I got a wonderful opportunity to see how important and valuable my disability identity is to me. In early July, after feeling a heaviness in my chest while madly pushing my wheelchair to the gate for check-in at Chicago's O'Hare I went to my PCP (primary care physician). A friend's recent quadruple by-pass surgery was definitely a motivator for my doctor visit. He didn't think that there was anything to worry about, but because I was over 50 it wouldn't hurt to check it out. My next stop was the cardiologist and a series of exotic tests. After all was said and done the cardiologist determined that I had an 80%90% blockage in my largest cardiac artery.
It was then that disability concerns entered into the equation. The standard procedure for by-pass surgery calls for splitting the breast bone or sternum, opening up the chest cavity, operating on the arteries, and sewing it all back up again. Knowing enough physiology to realize that just about every movement I make involves my arms and every movement would put pressure on my split, healing sternum I realized that I would be in trouble. I faced the prospect of greatly reduced mobility for weeksessentially having to learn how to live life as a quad. After raising my concerns with the cardiologist he offered an alternative. With my condition I could have a much smaller incision that went between my ribs on the left side of my chest. My right arm would be virtually unaffected and my left only somewhat compromised. All-in-all it would be much less of a problem than the sternum splitting operation.

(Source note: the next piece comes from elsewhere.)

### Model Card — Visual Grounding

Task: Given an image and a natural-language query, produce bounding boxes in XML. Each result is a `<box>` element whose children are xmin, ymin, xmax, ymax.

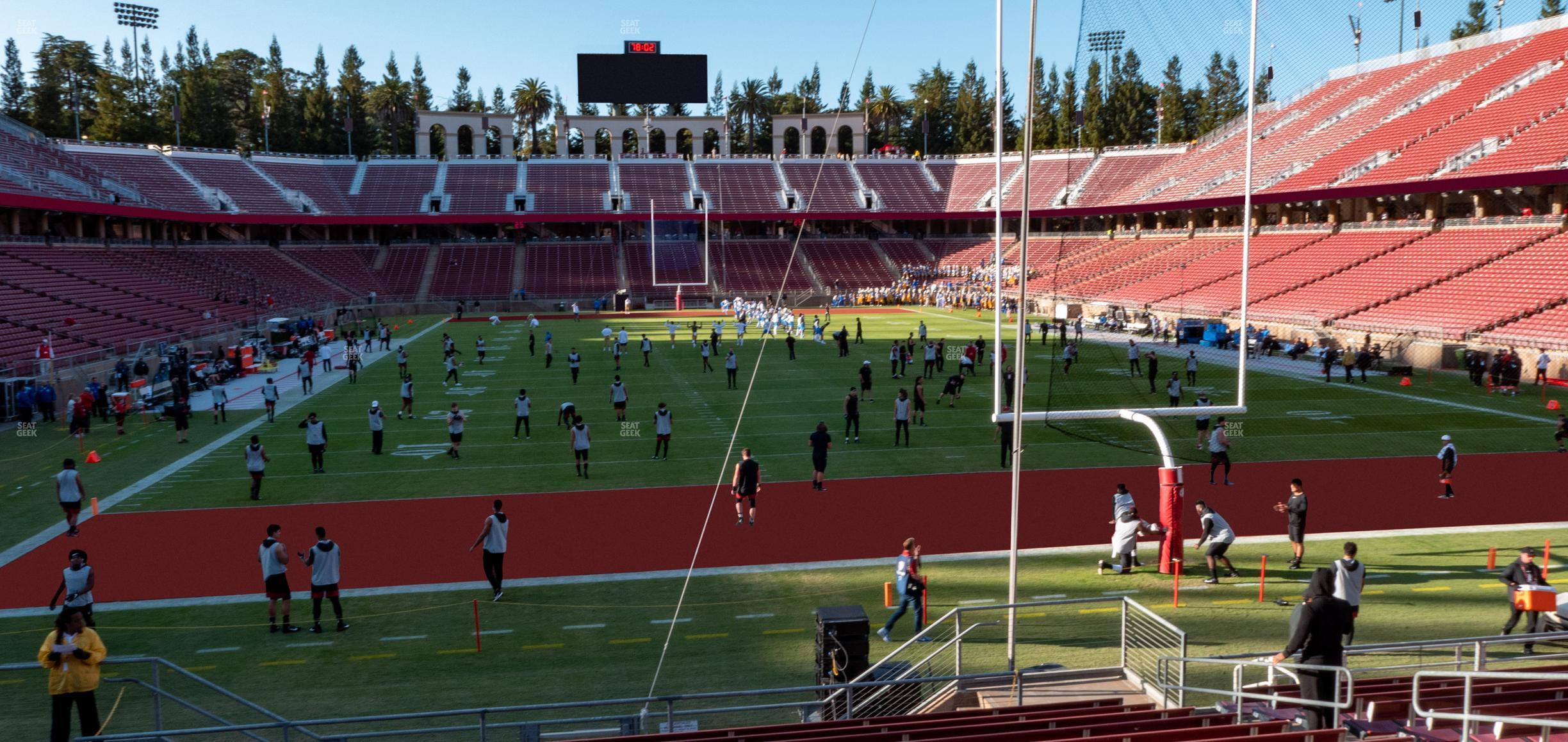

There was only one problem. My HMO would need to grant me a special exemption. None of their contract surgeons offered the surgery I needed. I would need to go outside the plan. It was at the moment that the cardiologist told me that there was an alternate procedure I needed because of my disability and I would need to advocate with my HMO to get past their one-size-fits-all mentality.
I went from being a somewhat lost 53 year old guy with cardiovascular disease to a disability advocate with thirty years of experience. I went from feeling buffeted by a new, scary, medical condition to the solid ground of confidence in my ability to convince a large bureaucracy to treat disability concerns fairly.
I was able to navigate the medical system and secure the alternate operation. In a tangible way I discovered how important the disability community is to me. I reached out to a couple of advocate friends of mine to help me strategize and I had a plan. Fortunately we have begun to develop an infrastructure. Using the local library I found very little on the downsides of a paraplegic with a split sternum but when I turned to the web and SpineWire I found information and support.
A side benefit was discovering that the new generation of doctors who are ten to fifteen years younger than I am understand disability concerns far better than those ten to fifteen years older than me. Just like society at large there are generational differences in how we are perceived. These younger docs have gone to school with disabled kids, been exposed to positive media messages, and heard of the ADA. It's making a difference.
When all was said and done I got the surgery I wanted. It turned out far better than I could have expected. The first night home from the hospital (four days post surgery) I was able to transfer from my wheelchair into the bathtub and get back out without help. If I had a split sternum I doubt if I could have transferred at all. Now three weeks after the surgery I can do everything I could before the surgery, although a little to a lot slower.
What an odd experience. One minute I'm feeling isolated and alone even though my HMO will be taking care of everything. Once I discover that I have no corporate support but my experience has become a disability issue I feel connected and powerful. It makes sense. I would much rather seek comfort from my brothers and sisters than from an insurance company.